Theory, Examples & Exercises
- Constrained ordination
Ordination (from Latin ordinatio, putting things into order, or German die Ordnung, order) is a multivariate analysis, which searches for a continuous pattern in multivariate data, usually the data about species composition of community samples (sample × species matrix). We can imagine such multivariate data as samples located in multidimensional hyperspace, where each dimension is defined by an abundance of one species (example for a community of two samples with three species is on Fig. 1).
The main assumption of ordination is that analyzed data are redundant, i.e. they contain more variables than is necessary to describe the information behind, and we can reduce the number of these variables (and dimensions) without loosing too much information. For example, in the case of species composition data, often some of the species are ecologically similar (e.g. species which prefer to grow in wet instead of dry habitat), meaning that the dataset contains several redundant variables (species) telling the same story. Or, to explain the redundancy in another way, from occurrence (or absence) of one species we can often predict occurrence (or absence) of several other species (e.g. if the sample includes species of wet habitats, we may expect that species preferring dry habitats will not be present, while other wet-loving species may occur).
Since multidimensional space is not easy to display, describe or even just imagine, it is worth to reduce it into few main dimensions, while preserving maximum information. This also means that if the individual variables are completely independent of each other (e.g. each species have entirely different preferences), then ordination is not likely to find some reasonable reduction of the multidimensional space since each dimension (species) has its meaning.
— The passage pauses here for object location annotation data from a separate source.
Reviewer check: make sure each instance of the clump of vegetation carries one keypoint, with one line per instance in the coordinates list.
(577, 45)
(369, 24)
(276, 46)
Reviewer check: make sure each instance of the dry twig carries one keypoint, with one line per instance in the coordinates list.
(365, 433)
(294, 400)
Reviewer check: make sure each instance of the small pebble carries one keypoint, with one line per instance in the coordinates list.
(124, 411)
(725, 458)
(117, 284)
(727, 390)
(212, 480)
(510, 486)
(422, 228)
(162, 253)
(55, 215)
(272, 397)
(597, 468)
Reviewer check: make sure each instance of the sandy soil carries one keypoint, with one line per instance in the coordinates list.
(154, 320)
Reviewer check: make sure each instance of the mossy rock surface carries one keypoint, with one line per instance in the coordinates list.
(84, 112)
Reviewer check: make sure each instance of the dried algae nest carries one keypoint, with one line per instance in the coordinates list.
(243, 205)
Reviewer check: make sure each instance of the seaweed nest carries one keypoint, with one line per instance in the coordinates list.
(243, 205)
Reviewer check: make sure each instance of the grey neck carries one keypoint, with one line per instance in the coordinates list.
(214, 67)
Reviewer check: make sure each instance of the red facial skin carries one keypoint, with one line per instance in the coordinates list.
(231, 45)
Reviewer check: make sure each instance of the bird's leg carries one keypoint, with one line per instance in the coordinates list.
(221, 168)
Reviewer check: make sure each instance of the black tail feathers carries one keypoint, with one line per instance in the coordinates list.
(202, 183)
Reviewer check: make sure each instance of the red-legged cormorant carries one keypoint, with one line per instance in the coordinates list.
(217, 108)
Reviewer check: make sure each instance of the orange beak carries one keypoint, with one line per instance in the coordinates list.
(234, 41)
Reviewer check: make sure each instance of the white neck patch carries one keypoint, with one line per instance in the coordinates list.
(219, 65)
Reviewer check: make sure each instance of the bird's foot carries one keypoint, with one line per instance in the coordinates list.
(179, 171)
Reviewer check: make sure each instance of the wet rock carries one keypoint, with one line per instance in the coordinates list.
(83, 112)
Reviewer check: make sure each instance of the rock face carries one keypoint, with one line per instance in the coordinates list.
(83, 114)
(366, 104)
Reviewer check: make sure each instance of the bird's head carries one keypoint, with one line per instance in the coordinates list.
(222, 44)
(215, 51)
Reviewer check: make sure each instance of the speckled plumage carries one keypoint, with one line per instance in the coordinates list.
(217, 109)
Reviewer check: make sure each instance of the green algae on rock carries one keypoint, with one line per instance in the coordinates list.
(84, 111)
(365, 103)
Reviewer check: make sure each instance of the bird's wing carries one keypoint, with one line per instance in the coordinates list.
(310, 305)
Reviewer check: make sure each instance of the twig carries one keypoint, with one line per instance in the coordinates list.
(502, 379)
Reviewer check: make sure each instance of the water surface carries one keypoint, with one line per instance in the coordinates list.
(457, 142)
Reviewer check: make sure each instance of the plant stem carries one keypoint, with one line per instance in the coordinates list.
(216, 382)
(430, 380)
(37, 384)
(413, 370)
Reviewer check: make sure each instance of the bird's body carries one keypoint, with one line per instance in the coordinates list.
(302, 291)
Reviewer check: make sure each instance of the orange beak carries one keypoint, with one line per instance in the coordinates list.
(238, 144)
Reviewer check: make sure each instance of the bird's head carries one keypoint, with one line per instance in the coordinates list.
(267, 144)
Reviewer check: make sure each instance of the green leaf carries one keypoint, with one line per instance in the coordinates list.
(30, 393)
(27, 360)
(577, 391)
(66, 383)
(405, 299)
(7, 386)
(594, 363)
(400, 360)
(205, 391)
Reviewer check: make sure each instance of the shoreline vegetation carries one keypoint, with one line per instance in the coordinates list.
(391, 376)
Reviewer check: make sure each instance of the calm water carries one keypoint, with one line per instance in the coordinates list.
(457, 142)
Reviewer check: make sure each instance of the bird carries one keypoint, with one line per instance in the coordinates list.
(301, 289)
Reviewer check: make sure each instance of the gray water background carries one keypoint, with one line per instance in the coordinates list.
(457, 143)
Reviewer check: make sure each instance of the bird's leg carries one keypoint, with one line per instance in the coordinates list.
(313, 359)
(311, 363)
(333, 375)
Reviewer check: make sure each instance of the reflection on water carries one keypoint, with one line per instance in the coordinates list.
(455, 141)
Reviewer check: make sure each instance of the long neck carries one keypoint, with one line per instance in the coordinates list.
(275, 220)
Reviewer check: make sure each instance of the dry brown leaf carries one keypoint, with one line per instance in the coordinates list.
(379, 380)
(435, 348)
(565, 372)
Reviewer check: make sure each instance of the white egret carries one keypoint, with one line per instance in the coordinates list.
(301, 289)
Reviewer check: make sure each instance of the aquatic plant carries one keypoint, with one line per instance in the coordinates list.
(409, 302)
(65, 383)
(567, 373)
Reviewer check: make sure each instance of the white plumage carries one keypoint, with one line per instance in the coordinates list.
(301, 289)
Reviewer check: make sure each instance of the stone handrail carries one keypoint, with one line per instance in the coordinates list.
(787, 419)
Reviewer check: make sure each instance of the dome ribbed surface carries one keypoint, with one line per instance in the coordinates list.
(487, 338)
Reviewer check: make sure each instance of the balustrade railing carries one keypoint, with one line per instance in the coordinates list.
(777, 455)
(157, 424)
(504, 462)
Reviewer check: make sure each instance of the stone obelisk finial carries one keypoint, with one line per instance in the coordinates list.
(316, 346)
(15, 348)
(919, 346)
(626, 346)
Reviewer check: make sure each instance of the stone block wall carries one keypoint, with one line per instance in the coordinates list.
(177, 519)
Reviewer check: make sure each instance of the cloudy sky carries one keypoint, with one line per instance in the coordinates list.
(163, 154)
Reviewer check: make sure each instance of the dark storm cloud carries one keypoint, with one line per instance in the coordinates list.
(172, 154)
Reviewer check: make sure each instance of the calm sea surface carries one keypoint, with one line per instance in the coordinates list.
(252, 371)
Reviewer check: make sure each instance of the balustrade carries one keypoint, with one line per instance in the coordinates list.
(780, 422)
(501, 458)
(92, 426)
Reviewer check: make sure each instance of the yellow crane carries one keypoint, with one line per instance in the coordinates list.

What ordination method does can be formulated in two alternative ways:
Table 1 summarizes individual ordination methods.
Ordination methods in Table 1 can be divided according to two criteria: whether their algorithm includes also environmental variables along to the species composition data: unconstrained do not, constrained do, and what type of species composition data is used for analysis: raw data (sample-species matrix of species composition), pre-transformed raw data (e.g. using Hellinger transformation), or distance matrix (sample-sample symmetric matrix of distances between samples).
Ordination axes are not constrained by environmental factors. The method aims to uncover the main gradients (directions of changes) in species composition data, and returns unconstrained ordination axes, which corresponds to the directoins of greatest variability within the dataset. Optionally, these gradients can be post hoc (after the analysis) interpreted by environmental variables (if these are available). Environmental variables do not enter the ordination algorithm. Unconstrained ordination is primarily an exploratory analytical method, used to explore the pattern in multivariate data; it generates hypotheses, but does not test them.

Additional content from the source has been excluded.